In 2013, NARA established the Capstone approach to electronic document management, allowing agencies to automate retention of emails sent and received by top agency officials depending on that official’s role. The move—established in NARA Bulletin 2013-02—allowed agencies to shift from having to print out and file all emails sent and received by officials to an automated system.
Capstone officials include a wide swath of agency leadership, including agency heads, principal assistants, undersecretaries, deputies, staff assistants, c-suite positions, directors of significant program and regional offices, advisory and oversight positions, and any office that is Senate-confirmed, among others.
At the time, the Capstone approach was designed specifically for email correspondences.
With the latest update to the General Records Schedules in Transmittal 33, the scope has been expanded to include all types of electronic messages, including, “electronic messages affiliated with email system chat or messaging functions, where the messages are managed independently from the email; messages from messaging services provided on mobile devices; and messages from messaging services on third‐party applications,” according to a Federal Register notice outlining the changes.
The new definitions can include any electronic message, including email-based chat, independent chat messengers and text messages.
These messages must now be permanently retained for “between 15 and 30 years, or after declassification review, whichever is later,” according to the latest disposition instructions.
Messages to and from non-Capstone employees—including non-email electronic communications—are under a “temporary” disposition and must be kept for at least seven years for agency officials and three years for non-supervisory support and administrative positions.
While the update and Federal Register notice offer some examples, NARA was clear that agencies should follow the intent of the policy, not the letter.
“As electronic messaging platforms and tools evolve, agencies will need to continually review their policy and implementation approaches,” according to a NARA bulletin issued Jan. 5. “Capturing electronic messages requires considerations of the technical infrastructure of the tools and may also require different policy approaches to ensure records management requirements are met.”
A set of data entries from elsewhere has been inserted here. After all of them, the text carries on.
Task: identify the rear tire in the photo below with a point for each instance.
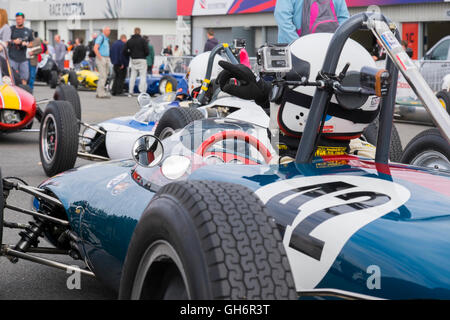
(444, 99)
(73, 79)
(215, 241)
(175, 119)
(428, 149)
(68, 93)
(53, 81)
(167, 84)
(58, 138)
(395, 149)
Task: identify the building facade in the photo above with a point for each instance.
(81, 18)
(422, 22)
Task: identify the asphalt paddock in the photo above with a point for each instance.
(19, 156)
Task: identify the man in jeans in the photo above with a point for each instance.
(120, 63)
(102, 61)
(137, 49)
(21, 39)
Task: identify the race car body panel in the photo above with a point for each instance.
(346, 223)
(17, 108)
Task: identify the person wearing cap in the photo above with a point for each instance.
(21, 39)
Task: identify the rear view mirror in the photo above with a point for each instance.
(148, 151)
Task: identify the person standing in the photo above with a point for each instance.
(120, 63)
(103, 62)
(91, 45)
(21, 39)
(150, 57)
(177, 52)
(34, 52)
(5, 30)
(137, 49)
(289, 16)
(79, 53)
(212, 42)
(60, 52)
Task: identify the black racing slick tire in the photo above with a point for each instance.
(73, 79)
(68, 93)
(370, 134)
(53, 81)
(2, 207)
(175, 119)
(428, 149)
(444, 98)
(58, 138)
(206, 240)
(167, 84)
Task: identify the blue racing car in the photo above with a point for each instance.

Rather than restrict the definition to a list of covered media, NARA offered a set of questions officials can ask themselves as they determine how to apply the new requirements:
- Does [the electronic communication] contain evidence of an agency's policies, business or mission?
- Is the information only available in the electronic message?
- Does the agency use the tool to convey official agency information?
- Is there a business need for the information?
“This includes electronic messages sent or received on personal devices that meet the definition of a record,” the bulletin states, adding that, “These messages must be forwarded or copied to an official account within 20 days.”